Andrew Leman’s utterance of Lovecraft’s words is harrowing enough in and of itself, but the inclusion of post-industrial legends Theologian was a true stroke of genius. Their nebulous soundscapes embody Lovecraft’s fear of the unknown to a degree no other artist could hope to reach. Given how great Fungi turned out, it only made sense of Cadabra to unite the same artists once more to tackle Lovecraft’s magnum opus—The Call of Cthulhu.
A palpable aura sets into place right when the needle hits the wax, and only tightens its grip on the listener’s senses. Listening to this thing in the dark at high volumes is profoundly nightmarish, as the speaker and the musicians work to magnify the dreadful feeling The Call of Cthulhu elicits. The chemistry between Leman and Theologian is unprecedented in this type of media. Their respect for the source material is evident, as each sound and word resonates at the core of Lovecraft’s chilling narrative.
While Theologian’s input on this release doesn’t stray far from amorphous noisescapes, their sonic tides rise and fall in synchronization with the story’s emotional crescendos. As Leman gets more impassioned, the soundscape acquires more layers of paranoid sound. The result gives a dumbfounding fervor to protagonist Francis Wayland Thurston’s descent into madness. Lovecraft always made a point to detail the mental fallout experienced by his protagonists after beholding the Great Old Ones, which this recording mirrors as Leman’s tone of voice gets increasingly agitated.

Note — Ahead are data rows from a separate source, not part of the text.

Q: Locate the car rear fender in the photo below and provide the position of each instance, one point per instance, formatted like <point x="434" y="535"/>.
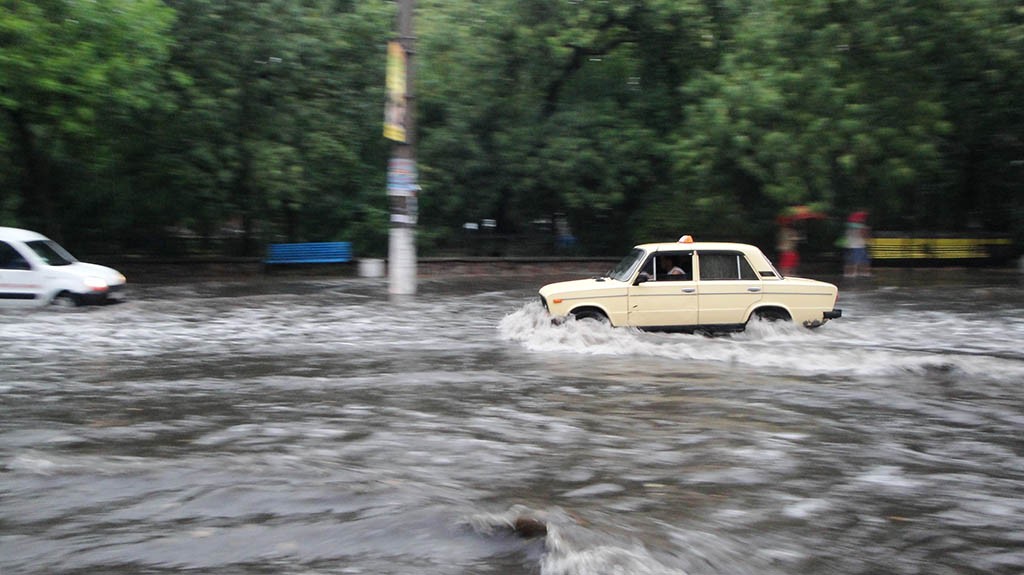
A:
<point x="773" y="308"/>
<point x="591" y="307"/>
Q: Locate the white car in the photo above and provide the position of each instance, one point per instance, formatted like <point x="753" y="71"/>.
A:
<point x="693" y="286"/>
<point x="36" y="270"/>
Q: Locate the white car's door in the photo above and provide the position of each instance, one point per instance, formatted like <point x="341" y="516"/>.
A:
<point x="665" y="300"/>
<point x="19" y="283"/>
<point x="728" y="286"/>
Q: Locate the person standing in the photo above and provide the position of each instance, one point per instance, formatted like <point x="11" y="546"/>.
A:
<point x="788" y="257"/>
<point x="857" y="234"/>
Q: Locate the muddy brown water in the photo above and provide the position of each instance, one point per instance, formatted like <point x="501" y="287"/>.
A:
<point x="314" y="426"/>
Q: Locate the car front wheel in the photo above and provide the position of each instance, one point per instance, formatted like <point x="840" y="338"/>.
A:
<point x="591" y="314"/>
<point x="66" y="300"/>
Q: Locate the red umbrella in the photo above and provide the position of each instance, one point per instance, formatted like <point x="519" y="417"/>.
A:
<point x="795" y="214"/>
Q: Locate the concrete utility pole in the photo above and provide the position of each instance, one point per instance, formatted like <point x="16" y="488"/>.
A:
<point x="399" y="126"/>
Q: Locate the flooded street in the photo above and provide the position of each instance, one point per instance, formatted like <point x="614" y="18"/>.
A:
<point x="311" y="426"/>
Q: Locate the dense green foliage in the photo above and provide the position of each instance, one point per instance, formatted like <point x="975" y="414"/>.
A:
<point x="215" y="126"/>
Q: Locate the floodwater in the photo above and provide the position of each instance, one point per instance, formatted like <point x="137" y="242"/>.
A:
<point x="311" y="426"/>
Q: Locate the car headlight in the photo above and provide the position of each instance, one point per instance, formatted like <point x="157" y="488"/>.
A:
<point x="95" y="283"/>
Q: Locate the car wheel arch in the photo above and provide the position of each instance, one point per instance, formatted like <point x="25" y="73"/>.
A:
<point x="771" y="312"/>
<point x="590" y="311"/>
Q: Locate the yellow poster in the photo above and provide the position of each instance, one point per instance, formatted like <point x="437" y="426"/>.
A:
<point x="394" y="109"/>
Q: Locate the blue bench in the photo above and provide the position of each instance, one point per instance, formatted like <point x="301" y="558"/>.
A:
<point x="309" y="253"/>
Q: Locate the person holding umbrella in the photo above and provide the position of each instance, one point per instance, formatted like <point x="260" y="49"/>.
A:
<point x="857" y="233"/>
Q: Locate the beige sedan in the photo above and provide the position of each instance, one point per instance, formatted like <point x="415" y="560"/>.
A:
<point x="693" y="285"/>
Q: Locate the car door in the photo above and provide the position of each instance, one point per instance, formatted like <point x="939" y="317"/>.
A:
<point x="660" y="299"/>
<point x="728" y="288"/>
<point x="19" y="283"/>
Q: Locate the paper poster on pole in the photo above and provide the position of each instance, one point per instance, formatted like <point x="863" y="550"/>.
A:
<point x="394" y="109"/>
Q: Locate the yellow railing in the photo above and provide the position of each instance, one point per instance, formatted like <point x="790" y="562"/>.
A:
<point x="934" y="248"/>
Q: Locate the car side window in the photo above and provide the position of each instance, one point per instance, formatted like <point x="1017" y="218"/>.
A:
<point x="11" y="259"/>
<point x="669" y="266"/>
<point x="725" y="265"/>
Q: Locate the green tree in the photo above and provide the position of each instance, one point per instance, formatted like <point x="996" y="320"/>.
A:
<point x="64" y="65"/>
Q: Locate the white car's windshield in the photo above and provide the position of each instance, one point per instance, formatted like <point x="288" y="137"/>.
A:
<point x="51" y="253"/>
<point x="624" y="270"/>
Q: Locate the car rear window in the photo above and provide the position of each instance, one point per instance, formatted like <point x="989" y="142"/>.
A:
<point x="725" y="265"/>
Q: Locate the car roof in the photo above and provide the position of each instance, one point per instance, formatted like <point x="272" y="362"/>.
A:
<point x="18" y="234"/>
<point x="677" y="246"/>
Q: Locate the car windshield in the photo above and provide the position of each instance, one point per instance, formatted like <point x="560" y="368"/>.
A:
<point x="625" y="268"/>
<point x="51" y="253"/>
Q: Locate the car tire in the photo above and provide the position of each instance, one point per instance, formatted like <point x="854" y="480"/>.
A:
<point x="591" y="314"/>
<point x="66" y="300"/>
<point x="772" y="315"/>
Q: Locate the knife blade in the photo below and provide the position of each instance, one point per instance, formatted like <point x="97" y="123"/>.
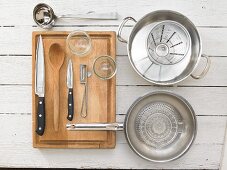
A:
<point x="70" y="90"/>
<point x="40" y="86"/>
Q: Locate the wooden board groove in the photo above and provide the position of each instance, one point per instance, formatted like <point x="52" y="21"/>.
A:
<point x="101" y="95"/>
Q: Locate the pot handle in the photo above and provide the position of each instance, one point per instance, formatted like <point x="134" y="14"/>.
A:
<point x="95" y="126"/>
<point x="121" y="27"/>
<point x="207" y="67"/>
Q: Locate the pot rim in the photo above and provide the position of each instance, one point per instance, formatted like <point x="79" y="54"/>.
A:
<point x="165" y="82"/>
<point x="154" y="93"/>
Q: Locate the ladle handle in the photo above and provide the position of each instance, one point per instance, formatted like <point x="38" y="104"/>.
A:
<point x="96" y="127"/>
<point x="119" y="37"/>
<point x="92" y="16"/>
<point x="56" y="100"/>
<point x="206" y="69"/>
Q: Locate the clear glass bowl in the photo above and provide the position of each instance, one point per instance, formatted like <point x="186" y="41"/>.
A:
<point x="104" y="67"/>
<point x="79" y="42"/>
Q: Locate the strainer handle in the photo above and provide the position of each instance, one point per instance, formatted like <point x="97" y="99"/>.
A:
<point x="206" y="69"/>
<point x="95" y="126"/>
<point x="119" y="37"/>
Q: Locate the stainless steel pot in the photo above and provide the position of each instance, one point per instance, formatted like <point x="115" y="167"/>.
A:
<point x="164" y="47"/>
<point x="159" y="127"/>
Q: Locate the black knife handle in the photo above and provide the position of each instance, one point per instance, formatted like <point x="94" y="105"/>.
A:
<point x="41" y="117"/>
<point x="70" y="105"/>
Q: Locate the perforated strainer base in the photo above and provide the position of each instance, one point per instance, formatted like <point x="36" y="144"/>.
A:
<point x="157" y="124"/>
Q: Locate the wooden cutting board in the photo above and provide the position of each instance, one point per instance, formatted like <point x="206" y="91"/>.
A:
<point x="101" y="95"/>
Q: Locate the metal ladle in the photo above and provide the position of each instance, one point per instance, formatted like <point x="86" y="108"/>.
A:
<point x="44" y="16"/>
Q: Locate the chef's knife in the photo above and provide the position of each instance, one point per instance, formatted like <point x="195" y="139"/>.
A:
<point x="70" y="91"/>
<point x="40" y="86"/>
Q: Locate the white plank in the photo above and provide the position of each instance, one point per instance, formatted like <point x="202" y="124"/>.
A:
<point x="23" y="155"/>
<point x="20" y="130"/>
<point x="223" y="165"/>
<point x="18" y="40"/>
<point x="204" y="100"/>
<point x="20" y="72"/>
<point x="16" y="149"/>
<point x="202" y="13"/>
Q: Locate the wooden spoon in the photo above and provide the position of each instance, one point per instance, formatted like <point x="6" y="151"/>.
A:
<point x="56" y="56"/>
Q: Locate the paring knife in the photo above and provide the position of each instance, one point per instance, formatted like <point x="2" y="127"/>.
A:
<point x="40" y="86"/>
<point x="70" y="91"/>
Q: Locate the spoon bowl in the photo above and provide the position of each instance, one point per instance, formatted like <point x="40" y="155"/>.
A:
<point x="44" y="16"/>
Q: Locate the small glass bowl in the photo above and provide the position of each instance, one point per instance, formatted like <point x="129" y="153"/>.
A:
<point x="79" y="42"/>
<point x="104" y="67"/>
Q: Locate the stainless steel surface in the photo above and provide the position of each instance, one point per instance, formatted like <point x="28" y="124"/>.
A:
<point x="83" y="80"/>
<point x="40" y="69"/>
<point x="70" y="74"/>
<point x="97" y="126"/>
<point x="44" y="16"/>
<point x="156" y="69"/>
<point x="105" y="67"/>
<point x="159" y="126"/>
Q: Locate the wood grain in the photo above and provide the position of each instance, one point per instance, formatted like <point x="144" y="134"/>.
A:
<point x="207" y="96"/>
<point x="101" y="101"/>
<point x="205" y="152"/>
<point x="213" y="39"/>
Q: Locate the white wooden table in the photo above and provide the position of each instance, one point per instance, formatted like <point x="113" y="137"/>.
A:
<point x="208" y="96"/>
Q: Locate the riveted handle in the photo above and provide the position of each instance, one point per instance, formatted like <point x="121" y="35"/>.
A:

Leman and Theologian’s respective contributions were obviously made to be mutually exclusive, but this project keeps both the reading and the music compelling. Leman’s reading would be captivating without Theologian backing him up, just like Theologian’s finely-crafted ambiance could transfix by itself.
Theologian made a good call to avoid trying too hard to evoke each plot-point as it happens. The musician instead supports the overall atmosphere, working tirelessly to up the ante as the chilling narrative takes its course. There are a few nuanced additions to drive some of the most terrifying moments home. When police official John Raymond hears the ritual drums that lead him to the Cthulhu cult’s terrifying procession, a very quiet, but deliberate rhythmic pulse creeps into the aura.
Instead of trying too hard to musically interpret the story, Theologian intuitively creates a head-space for the listener. It almost works like subliminal messaging, preparing the ears and mind for Lovecraft’s words. This release forces listeners to contend with monsters beyond comprehension after being whisked away to Lovecraft’s macabre world.
For vinyl lovers who haven’t read Lovecraft’s Cthulhu mythos, this is the perfect introduction. For anyone already familiar with The Call of Cthulhu, this provides a re-experience like no other. This album’s immersive ambiance and expressive reading is nothing short of spectacular. It takes nothing from the source material, only adding to its impact as a seminal work of horror and weird fiction. Cadabra may well have outdone themselves with this project.